The one wild card among the four leads is McCarthy. The actor is blessed with serious acting chops and a rich baritone but, during the performance I attended, he kept forgetting and stumbling over Sondheim’s intricate lyrics. The first hint of trouble came when he tried to rhyme “cement” and “spent” with “vents” (rather than “vent,” as written) in “Waiting for the Girls Upstairs” — and it was downhill from there, with dropped or mangled words in all of his songs except “Too Many Mornings.” When McCarthy sang “you won’t remember at all” in “The Road You Didn’t Take,” the phrase was all too accurate, and there were some embarrassing line transpositions in “Live, Laugh, Love.” One can only hope that this flubbing was attributable to opening night jitters and that matters will improve as the run continues; McCarthy will be a great Ben if he can just get his lines and lyrics down.
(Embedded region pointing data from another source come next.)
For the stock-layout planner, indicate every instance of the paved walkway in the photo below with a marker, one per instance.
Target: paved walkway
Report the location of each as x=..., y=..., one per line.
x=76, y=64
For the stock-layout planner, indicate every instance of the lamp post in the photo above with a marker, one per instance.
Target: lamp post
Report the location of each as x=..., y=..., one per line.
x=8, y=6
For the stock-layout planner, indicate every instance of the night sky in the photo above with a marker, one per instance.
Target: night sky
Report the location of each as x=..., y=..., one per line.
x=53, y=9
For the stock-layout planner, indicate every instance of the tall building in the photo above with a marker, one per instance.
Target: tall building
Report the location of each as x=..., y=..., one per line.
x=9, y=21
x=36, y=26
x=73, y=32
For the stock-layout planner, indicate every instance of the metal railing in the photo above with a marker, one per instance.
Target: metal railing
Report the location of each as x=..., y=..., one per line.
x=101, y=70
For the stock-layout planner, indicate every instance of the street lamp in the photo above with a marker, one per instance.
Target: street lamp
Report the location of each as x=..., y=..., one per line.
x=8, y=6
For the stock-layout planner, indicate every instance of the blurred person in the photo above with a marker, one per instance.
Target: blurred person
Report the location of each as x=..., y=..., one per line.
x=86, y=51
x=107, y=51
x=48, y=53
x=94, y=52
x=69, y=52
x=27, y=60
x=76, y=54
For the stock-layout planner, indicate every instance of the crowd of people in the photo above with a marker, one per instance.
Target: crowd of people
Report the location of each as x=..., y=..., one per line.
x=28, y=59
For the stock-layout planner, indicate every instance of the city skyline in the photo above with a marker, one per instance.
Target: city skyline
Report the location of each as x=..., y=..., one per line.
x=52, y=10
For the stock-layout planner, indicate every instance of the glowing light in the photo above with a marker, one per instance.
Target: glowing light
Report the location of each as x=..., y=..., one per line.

Jeff McCarthy and cast in Follies(Photo © Kevin Sprague)
Jeff McCarthy and cast in Follies
(Photo © Kevin Sprague)

With a single exception, the women playing the juicy supporting roles of the former Follies stars deliver the goods. If Donna McKechnie’s stage persona is a little less hard-bitten than ideal for Carlotta Campion, she nevertheless triumphs with a thrilling rendition of the survivor’s anthem “I’m Still Here.” (McKechnie does modify the vowel of the song’s final word, singing “but I’m hair, look who’s hair, I’m still hair” in order to belt out those repeated high notes, but she sounds so great that it scarcely matters.) Diane Houghton is a pip as the vital old broad Hattie Walker, and the powerhouse Diane J. Findlay leads the ladies in the famous mirror number “Who’s That Woman?” But, hélas, Joy Franz is a major disappointment as Solange LaFitte because her French accent is almost non-existent.

The legendary Marni Nixon is a real casting coup in the role of Heidi Schiller, which she played during the latter part of the Roundabout production’s run. Her performance of the elegiac Viennese waltz “One More Kiss” is exemplary — and Michelle Dyer sings so magnificently as the character’s younger counterpart that you can be sure she’ll have a major career in musical theater or opera. Natalie Mosco and David Young are perfect as the Whitmans, and the uncredited dancers who play their younger selves look so much like them that the “Danse d’Amour” is wonderfully eerie.

This Follies is an odd mixture of solid professionalism and amateurishness, of smart directorial decisions and missteps, of production elements that range from impressive to lackluster. Boyd and Teeter create some memorable stage pictures but it was unwise of them to have Ben, Phyllis, Sally, and Buddy watch their younger counterparts (well played, sung, and danced by Eric Ulloa, Nili Bassman, John Patrick, and Elise Molinelli) during “You’re Gonna Love Tomorrow / Love Will See Us Through.” Because of poor staging, the final moments of the show are not as emotionally piercing as they should be. And I can’t imagine why Boyd and/or musical director Darren Cohen chose to cut the music that’s supposed to lead us back into the Ben/Sally embrace after “Too Many Mornings” when the show is performed with an intermission, as it is here.

Although Alejo Vietti’s costumes are fine and flattering overall, some of them are not — e.g., Leslie Denniston’s outfit for the striptease number “Ah, But Underneath.” The show’s scenic design (by Michael Anania) and sound design (by Randy Hansen) are first-rate but the young women’s wigs are all wrong, particularly the one sported by Nili Bassman. The diminutive orchestra sounds good in some sections of the score, inadequate in others. Still, the Barrington Stage Company’s Follies is worth the (roughly) six-hour travel time back and forth to Sheffield, Massachusetts because its pluses finally outweigh its minuses, and any generally satisfactory presentation of this masterpiece is not to be missed.